An unfortunately rough post, but I'm running a little late as it is. I apologize, but I didn't want to put off writing this once I was half through.
 
I think if there seriously was Jewish conspiracy to rewrite American history in a more favorable vein, than Brooklyn would have become the second Holy Place by now.

History is constantly rewritten. But the question is not whether history should be rewritten, but for what purpose.

Commisar made a mention, and I know I am quoting this wrong, that there was something about appreciating the past, the notion of memorializing history- especially with regard to Russian history.

Perhaps- but I think the goal of history should be an idealistic one- the ideal of obtaining the truth. And I will agree that the truth is a slippery devil and perhaps there can be no "perfect" telling of the truth. But without that goal than you are slipping into political or ideological motivations.

Consider for instance Cuba, where generations have been indoctrinated under Castro's leadership into Marxism. North Korea where you can't get a decent reading of the Diary of Ann Frank. When I speak to my Chinese students most of them have little appreciation of knowledge of thousands of years of Chinese history. Confucius who? What's Taoism?
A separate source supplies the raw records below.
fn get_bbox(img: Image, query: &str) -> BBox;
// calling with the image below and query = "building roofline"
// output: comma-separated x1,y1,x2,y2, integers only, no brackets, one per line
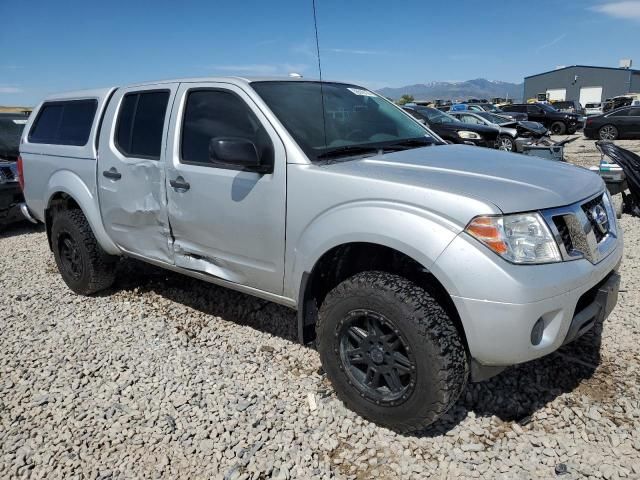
524,65,640,80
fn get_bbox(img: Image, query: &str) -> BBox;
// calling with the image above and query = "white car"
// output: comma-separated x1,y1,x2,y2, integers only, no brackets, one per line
584,102,602,117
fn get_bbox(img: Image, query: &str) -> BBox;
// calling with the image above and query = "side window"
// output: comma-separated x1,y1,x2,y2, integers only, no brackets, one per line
609,108,630,117
180,90,273,167
29,100,98,146
115,90,169,160
462,115,480,125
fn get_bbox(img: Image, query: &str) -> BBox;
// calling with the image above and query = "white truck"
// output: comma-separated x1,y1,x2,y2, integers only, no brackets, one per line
18,78,622,431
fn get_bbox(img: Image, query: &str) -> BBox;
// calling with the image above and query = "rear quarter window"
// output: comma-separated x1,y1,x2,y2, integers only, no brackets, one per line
29,100,98,146
115,90,170,160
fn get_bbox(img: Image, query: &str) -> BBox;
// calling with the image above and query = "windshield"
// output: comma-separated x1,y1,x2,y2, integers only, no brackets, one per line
536,103,557,112
0,118,27,160
251,81,437,161
416,107,460,123
478,112,511,124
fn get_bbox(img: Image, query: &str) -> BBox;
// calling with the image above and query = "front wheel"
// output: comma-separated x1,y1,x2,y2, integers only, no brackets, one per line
498,135,515,152
51,210,117,295
598,125,618,140
316,272,469,432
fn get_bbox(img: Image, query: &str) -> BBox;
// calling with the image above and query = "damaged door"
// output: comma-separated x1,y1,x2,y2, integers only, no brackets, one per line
97,83,178,263
167,83,286,294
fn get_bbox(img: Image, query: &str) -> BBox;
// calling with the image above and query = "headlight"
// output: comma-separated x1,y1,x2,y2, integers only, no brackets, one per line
465,212,562,264
458,130,482,140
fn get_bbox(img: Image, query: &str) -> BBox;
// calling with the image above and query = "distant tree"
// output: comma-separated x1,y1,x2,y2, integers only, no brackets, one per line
398,93,414,105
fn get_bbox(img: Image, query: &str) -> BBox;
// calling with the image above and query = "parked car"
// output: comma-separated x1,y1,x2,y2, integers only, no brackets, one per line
584,102,603,116
404,105,499,148
551,100,585,117
450,111,547,152
584,106,640,140
457,103,528,122
602,93,640,113
502,103,580,135
18,77,623,431
0,113,27,227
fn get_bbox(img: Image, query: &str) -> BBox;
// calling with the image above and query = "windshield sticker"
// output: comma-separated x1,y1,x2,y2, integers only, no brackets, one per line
347,87,376,97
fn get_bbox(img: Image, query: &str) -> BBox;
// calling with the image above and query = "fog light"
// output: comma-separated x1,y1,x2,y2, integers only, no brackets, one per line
531,317,544,345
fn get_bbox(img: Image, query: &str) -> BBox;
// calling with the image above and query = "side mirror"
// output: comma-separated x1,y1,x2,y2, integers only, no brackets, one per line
209,137,273,173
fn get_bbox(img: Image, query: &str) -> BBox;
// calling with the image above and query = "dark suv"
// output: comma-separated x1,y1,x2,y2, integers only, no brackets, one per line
403,105,500,148
0,113,28,226
502,103,580,135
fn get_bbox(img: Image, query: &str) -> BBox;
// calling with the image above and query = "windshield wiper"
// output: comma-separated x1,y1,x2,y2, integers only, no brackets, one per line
317,145,381,159
380,137,434,150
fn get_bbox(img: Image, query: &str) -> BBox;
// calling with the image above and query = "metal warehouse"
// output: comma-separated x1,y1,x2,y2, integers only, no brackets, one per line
524,65,640,106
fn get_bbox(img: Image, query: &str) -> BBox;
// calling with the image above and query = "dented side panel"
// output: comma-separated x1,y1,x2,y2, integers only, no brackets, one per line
97,83,178,263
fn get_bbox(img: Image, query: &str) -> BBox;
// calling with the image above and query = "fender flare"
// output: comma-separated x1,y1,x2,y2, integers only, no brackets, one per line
285,201,461,342
46,170,122,255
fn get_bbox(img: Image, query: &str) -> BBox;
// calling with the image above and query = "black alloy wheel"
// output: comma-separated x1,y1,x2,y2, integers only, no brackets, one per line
58,231,84,280
339,309,416,405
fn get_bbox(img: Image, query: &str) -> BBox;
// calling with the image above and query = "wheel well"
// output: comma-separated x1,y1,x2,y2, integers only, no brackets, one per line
44,192,81,249
298,243,468,350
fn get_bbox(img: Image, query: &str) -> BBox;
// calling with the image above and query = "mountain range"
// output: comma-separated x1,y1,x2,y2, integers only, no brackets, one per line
377,78,524,100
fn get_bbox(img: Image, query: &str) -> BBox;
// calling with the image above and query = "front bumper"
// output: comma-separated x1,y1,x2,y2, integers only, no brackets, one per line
432,223,623,366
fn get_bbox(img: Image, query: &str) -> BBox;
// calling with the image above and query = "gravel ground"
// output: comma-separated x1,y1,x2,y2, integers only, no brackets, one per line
0,137,640,480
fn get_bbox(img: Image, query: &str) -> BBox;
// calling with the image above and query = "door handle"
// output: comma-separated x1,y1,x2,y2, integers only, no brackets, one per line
169,176,191,192
102,167,122,180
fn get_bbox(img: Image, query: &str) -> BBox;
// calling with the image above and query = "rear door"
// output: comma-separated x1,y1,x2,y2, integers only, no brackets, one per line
167,82,287,294
628,107,640,138
97,83,178,263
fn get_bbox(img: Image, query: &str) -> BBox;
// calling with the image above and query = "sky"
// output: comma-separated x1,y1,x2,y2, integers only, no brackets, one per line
0,0,640,106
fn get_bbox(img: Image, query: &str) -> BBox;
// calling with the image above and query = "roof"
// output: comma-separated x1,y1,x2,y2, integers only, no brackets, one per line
524,65,640,80
39,76,344,101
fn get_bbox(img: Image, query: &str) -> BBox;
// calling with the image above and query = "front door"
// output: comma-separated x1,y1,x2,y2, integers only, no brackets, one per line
97,83,178,263
167,83,287,294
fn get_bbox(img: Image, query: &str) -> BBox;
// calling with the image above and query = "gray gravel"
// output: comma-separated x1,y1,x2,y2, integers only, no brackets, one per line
0,137,640,480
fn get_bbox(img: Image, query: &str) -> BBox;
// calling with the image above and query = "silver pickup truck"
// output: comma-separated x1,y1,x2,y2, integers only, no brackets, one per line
18,78,622,431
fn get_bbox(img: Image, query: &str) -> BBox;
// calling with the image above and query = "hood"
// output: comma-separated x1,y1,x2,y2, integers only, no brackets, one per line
328,145,604,213
496,112,529,120
515,121,547,137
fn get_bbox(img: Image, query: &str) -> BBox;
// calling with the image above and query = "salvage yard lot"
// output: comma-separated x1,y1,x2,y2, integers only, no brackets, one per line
0,139,640,479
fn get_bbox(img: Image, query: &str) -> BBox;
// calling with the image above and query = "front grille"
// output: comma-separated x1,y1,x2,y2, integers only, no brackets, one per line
553,217,574,252
582,195,609,243
542,194,617,264
0,167,16,182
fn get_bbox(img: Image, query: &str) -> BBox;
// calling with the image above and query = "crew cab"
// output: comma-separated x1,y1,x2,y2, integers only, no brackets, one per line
502,103,581,135
19,77,623,431
0,113,28,228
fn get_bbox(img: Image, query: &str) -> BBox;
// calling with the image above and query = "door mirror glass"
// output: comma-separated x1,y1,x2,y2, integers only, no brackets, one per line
209,137,264,171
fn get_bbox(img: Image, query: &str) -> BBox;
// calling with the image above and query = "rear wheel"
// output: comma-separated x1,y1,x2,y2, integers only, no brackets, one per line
51,210,117,295
598,125,618,140
498,135,516,152
549,122,567,135
316,272,469,432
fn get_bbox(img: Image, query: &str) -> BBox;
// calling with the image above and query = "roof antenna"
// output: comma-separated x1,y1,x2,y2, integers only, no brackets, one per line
311,0,327,148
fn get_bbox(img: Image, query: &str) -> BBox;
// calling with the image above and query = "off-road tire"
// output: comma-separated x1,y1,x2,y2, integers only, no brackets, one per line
549,122,567,135
51,209,117,295
316,271,469,432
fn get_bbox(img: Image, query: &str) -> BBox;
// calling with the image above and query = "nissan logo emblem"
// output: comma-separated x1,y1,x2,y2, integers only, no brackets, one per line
589,205,609,235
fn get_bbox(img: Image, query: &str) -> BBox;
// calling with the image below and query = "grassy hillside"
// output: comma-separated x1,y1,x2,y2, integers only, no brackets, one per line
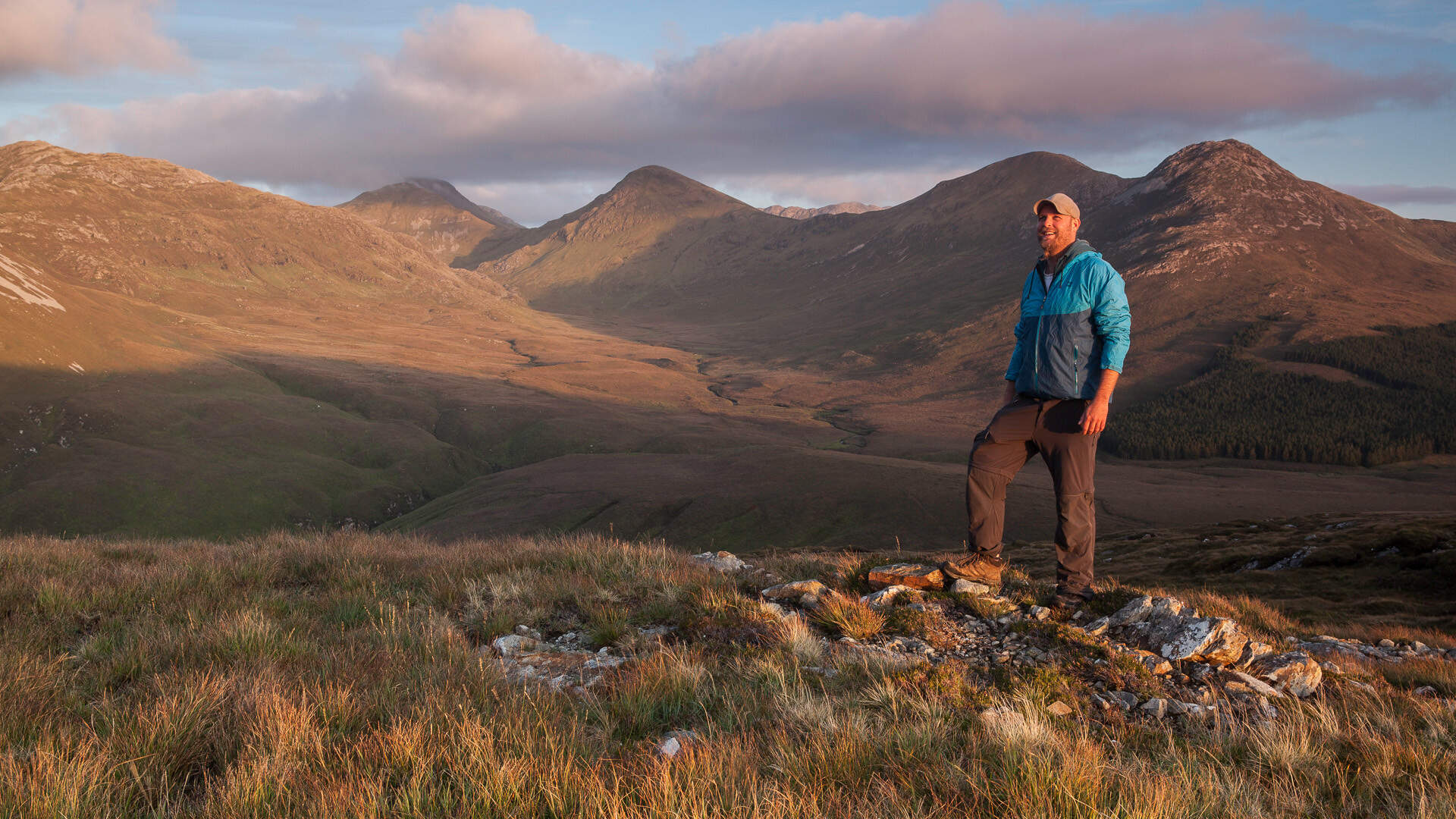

One of the goals of the state is to create a uniformed nation. Language is one device for that goal. France spent hundreds of years making a national state through use of the French language. But a shared history helps create a shared identity- and thus a community.

The question than becomes what kind of community do you want to have. This is actually very serious. Take a White Supremist shithead and you've got someone trying to recreate the history of the world as a division between good whites and bad blacks (and everyone else).

The identity shaped by history often, unfortunately, not only shapes what you think of yourself and where you're from, that which you as a people take pride in. It can also shape what you can do by framing things as acceptable if not noble.

If W says we are a people who have a proud history of righting the wrongs for our fellow man- that suggests that we should invade little countries and remove dictators. It inspires the next generation.

Seriously, a lot of countries today that used to be colonies are in worse shape than they were when they were colonies. Is it because the Colonialists left? No. It probably has more to do with the fact the colonialists realize that colonies are not cost-effective. Can a retelling of history that proclaims the virtues of colonialism inspire future generations to "take up the white man's burden?"

Maybe.
 
On a side note: If I look at all the "Your country's history is full of atrocities" Third Reich documentaries on tv, I can almost understand why some people turn to neo-nazism.

The "truth" lies somewhere in between.